Diffusion-BBO: Diffusion-Based Inverse Modeling for Online Black-Box Optimization
Dongxia Wu, Nikki Lijing Kuang, Ruijia Niu, Yi-An Ma, Rose Yu
TL;DR
Diffusion-BBO tackles online black-box optimization by using a conditional diffusion model as an inverse surrogate to stay on the data manifold of feasible designs. It introduces Uncertainty-aware Exploration (UaE), an acquisition that balances high conditioning values with low epistemic uncertainty to drive efficient online querying. The authors provide theoretical results showing near-optimality of UaE and demonstrate strong empirical performance across six scientific-discovery tasks, including both continuous and discrete design spaces. The approach leverages classifier-free guidance to enable uncertainty quantification without training a separate classifier, and uses an ensemble to decompose epistemic and aleatoric uncertainty in the sampling process.

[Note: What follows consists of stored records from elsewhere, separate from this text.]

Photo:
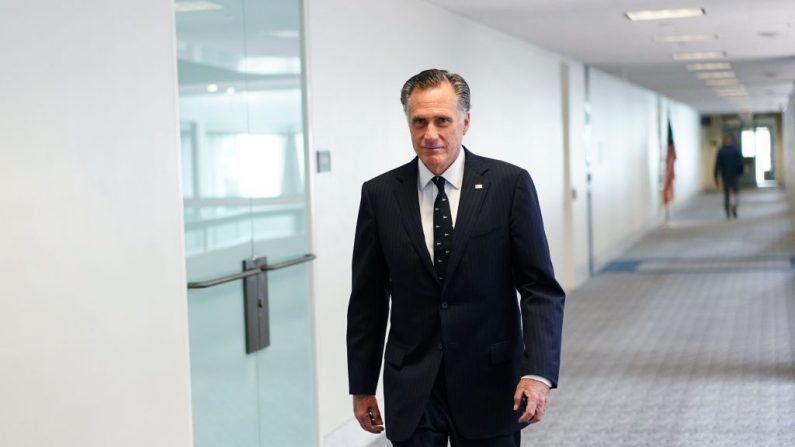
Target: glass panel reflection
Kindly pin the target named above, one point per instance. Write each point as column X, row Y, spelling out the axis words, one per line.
column 243, row 176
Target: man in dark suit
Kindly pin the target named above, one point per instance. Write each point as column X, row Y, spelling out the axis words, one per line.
column 729, row 167
column 448, row 239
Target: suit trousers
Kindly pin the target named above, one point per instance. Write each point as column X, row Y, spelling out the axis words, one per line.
column 436, row 426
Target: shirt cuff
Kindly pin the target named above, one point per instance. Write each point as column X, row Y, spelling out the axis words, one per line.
column 539, row 379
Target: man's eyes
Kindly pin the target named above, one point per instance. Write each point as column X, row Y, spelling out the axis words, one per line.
column 441, row 121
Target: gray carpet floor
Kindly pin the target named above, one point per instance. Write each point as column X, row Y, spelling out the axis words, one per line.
column 687, row 340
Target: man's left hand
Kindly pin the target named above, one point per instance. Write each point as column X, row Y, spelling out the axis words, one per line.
column 536, row 394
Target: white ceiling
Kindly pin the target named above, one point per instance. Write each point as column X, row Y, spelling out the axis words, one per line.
column 758, row 37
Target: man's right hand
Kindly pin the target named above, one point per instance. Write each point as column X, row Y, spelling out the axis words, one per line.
column 365, row 408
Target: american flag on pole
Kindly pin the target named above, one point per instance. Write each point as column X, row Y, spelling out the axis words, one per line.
column 670, row 158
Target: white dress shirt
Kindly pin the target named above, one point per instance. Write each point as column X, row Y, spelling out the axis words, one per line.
column 427, row 192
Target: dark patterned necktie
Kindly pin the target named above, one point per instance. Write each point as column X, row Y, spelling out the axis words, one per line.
column 442, row 229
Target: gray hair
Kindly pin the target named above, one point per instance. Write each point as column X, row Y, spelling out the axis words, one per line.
column 434, row 78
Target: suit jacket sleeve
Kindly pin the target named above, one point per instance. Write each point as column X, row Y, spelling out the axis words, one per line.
column 542, row 298
column 368, row 308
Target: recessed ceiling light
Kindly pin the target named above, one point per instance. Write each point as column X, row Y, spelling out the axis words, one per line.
column 702, row 55
column 716, row 75
column 709, row 66
column 662, row 14
column 721, row 82
column 193, row 6
column 685, row 38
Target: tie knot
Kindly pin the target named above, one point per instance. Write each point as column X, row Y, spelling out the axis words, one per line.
column 439, row 182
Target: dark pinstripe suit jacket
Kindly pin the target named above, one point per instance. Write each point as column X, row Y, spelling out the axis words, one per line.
column 473, row 320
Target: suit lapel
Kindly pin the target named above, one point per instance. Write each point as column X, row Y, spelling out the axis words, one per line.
column 473, row 192
column 406, row 196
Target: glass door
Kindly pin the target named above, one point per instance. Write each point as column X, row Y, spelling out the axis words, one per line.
column 245, row 200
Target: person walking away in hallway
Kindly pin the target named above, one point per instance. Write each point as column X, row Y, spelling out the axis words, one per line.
column 729, row 166
column 442, row 245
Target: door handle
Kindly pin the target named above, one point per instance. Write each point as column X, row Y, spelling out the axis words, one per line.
column 255, row 296
column 247, row 272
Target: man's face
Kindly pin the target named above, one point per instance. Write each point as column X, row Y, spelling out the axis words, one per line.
column 437, row 126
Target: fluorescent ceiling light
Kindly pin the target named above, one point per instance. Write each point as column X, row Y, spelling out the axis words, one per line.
column 193, row 6
column 685, row 38
column 285, row 34
column 721, row 82
column 732, row 91
column 661, row 14
column 702, row 55
column 709, row 66
column 716, row 75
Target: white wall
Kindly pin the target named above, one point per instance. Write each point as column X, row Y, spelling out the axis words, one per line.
column 93, row 317
column 788, row 124
column 628, row 150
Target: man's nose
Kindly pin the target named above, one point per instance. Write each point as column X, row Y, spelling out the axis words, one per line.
column 431, row 133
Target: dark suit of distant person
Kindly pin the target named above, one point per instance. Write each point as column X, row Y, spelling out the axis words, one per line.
column 729, row 167
column 465, row 360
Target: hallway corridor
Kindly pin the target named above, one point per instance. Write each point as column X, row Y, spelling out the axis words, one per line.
column 687, row 340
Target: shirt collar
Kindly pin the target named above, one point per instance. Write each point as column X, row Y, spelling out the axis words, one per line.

Overall, Diffusion-BBO offers a principled, sample-efficient framework for online BBO with diffusion-based inverse surrogates and robust practical performance for scientific discovery tasks.
Abstract
Online black-box optimization (BBO) aims to optimize an objective function by iteratively querying a black-box oracle in a sample-efficient way. While prior studies focus on forward approaches such as Gaussian Processes (GPs) to learn a surrogate model for the unknown objective function, they struggle with steering clear of out-of-distribution and invalid designs in scientific discovery tasks. Recently, inverse modeling approaches that map the objective space to the design space with conditional diffusion models have demonstrated impressive capability in learning the data manifold. However, these approaches proceed in an offline fashion with pre-collected data. How to design inverse approaches for online BBO to actively query new data and improve the sample efficiency remains an open question. In this work, we propose Diffusion-BBO, a sample-efficient online BBO framework leveraging the conditional diffusion model as the inverse surrogate model. Diffusion-BBO employs a novel acquisition function Uncertainty-aware Exploration (UaE) to propose scores in the objective space for conditional sampling. We theoretically prove that Diffusion-BBO with UaE achieves a near-optimal solution for online BBO. We also empirically demonstrate that Diffusion-BBO with UaE outperforms existing online BBO baselines across 6 scientific discovery tasks.